I am currently an assistant professor in finance at Penn State University. My research applies both game theory and mechanism design to practical issues in corporate finance and entrepreneurial finance. My work also examines the implications of these theoretical findings from an empirical perspective.
Job Market Paper
An important yet understudied aspect of mergers and acquisitions is the selling procedure. This paper compares a seller's revenue in a standard English ascending auction to that in a negotiation with a “go-shop” provision. In the latter, the target privately negotiates with a few bidders, signs a tentative merger agreement with one of them, and then solicits additional bids publicly during a “go-shop” period. With a theoretical framework, I show that a “go-shop” negotiation generates higher seller revenue than does an auction, when (i) the costs to bidders of learning their valuations are sufficiently high, (ii) the bidders' valuations are moderately correlated with each other, and (iii) the bidders’ prior probabilities of the existence of gains from trade are sufficiently low. The theoretical results are broadly consistent with empirical evidence, and they provide a novel explanation for the prevalence of “go-shop” negotiations in private equity deals.

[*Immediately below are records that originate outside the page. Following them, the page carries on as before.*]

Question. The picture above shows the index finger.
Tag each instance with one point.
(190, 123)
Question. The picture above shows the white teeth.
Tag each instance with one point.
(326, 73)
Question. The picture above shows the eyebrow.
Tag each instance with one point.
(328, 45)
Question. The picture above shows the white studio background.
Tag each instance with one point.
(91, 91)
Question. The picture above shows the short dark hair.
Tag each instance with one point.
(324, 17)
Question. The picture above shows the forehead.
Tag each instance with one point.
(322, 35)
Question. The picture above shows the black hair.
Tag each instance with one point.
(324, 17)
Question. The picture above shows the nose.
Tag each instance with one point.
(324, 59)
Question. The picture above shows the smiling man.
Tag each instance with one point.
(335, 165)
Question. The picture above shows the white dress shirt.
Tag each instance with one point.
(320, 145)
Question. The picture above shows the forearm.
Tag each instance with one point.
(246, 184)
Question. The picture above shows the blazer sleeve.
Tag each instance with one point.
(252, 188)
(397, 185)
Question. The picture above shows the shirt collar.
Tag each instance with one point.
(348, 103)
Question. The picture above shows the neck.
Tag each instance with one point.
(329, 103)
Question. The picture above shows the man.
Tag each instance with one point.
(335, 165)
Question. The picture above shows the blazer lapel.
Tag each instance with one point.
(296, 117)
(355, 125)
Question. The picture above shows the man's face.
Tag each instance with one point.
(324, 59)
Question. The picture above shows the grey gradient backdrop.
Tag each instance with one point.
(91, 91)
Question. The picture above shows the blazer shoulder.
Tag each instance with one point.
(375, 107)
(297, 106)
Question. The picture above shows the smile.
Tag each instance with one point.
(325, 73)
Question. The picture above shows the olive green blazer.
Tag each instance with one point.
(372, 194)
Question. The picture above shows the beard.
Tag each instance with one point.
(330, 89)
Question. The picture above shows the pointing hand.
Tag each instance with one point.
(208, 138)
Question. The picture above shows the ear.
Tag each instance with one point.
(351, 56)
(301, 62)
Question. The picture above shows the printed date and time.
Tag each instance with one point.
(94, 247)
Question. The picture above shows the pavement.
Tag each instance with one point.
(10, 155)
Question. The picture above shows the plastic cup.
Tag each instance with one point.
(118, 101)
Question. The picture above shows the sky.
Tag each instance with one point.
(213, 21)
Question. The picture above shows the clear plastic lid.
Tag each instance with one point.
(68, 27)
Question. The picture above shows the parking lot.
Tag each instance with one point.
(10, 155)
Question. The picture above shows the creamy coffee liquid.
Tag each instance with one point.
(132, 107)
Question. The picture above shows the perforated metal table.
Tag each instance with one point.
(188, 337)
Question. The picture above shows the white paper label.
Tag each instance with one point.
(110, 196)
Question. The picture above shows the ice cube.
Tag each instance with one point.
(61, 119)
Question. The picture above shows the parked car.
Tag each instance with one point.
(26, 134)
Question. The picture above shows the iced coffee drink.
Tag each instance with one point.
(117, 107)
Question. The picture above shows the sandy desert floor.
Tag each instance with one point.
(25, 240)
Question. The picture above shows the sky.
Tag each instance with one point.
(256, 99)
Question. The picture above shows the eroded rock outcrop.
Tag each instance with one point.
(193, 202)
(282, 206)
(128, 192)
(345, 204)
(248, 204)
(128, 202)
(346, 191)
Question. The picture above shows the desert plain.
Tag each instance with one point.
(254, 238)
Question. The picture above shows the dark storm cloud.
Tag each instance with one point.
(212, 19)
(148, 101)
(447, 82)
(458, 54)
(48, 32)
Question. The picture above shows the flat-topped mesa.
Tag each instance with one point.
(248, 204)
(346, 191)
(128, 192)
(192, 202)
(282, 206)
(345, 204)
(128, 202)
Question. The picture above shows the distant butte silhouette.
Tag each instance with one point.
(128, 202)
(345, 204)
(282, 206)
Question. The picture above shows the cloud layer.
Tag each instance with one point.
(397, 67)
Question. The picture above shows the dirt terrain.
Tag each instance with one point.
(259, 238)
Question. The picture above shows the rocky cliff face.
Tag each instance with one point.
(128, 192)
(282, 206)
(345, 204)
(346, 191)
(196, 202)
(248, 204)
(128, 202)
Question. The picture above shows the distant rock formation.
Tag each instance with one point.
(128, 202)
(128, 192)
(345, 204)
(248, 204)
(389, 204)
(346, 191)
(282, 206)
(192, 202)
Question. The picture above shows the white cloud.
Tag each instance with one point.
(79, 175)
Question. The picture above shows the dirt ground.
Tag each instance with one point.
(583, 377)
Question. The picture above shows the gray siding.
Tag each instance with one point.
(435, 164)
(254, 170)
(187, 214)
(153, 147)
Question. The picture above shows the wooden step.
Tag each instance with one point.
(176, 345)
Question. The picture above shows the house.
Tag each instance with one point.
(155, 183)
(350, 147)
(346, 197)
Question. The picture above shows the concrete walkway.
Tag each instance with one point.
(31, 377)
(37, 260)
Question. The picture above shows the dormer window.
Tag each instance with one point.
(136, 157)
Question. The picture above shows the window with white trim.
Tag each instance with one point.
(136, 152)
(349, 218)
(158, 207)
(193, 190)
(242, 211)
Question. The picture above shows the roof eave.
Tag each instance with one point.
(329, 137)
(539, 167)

In a dynamic model of merger negotiation with two-sided private information and two-sided endogenous initiation, this paper investigates (1) what determines the timing of M&A initiation, (2) who initiates the M&A negotiation, and (3) why bid premia were higher for bidder-initiated deals than target-initiated deals. The key driving force for the results is that the timing of initiation can reveal information about the target's private signal regarding its stand-alone value, and the bidder's private signal about its valuation for the target's firm. The model predictions are consistent with the empirical literature that emphasizes the role of private information in deal-initiation.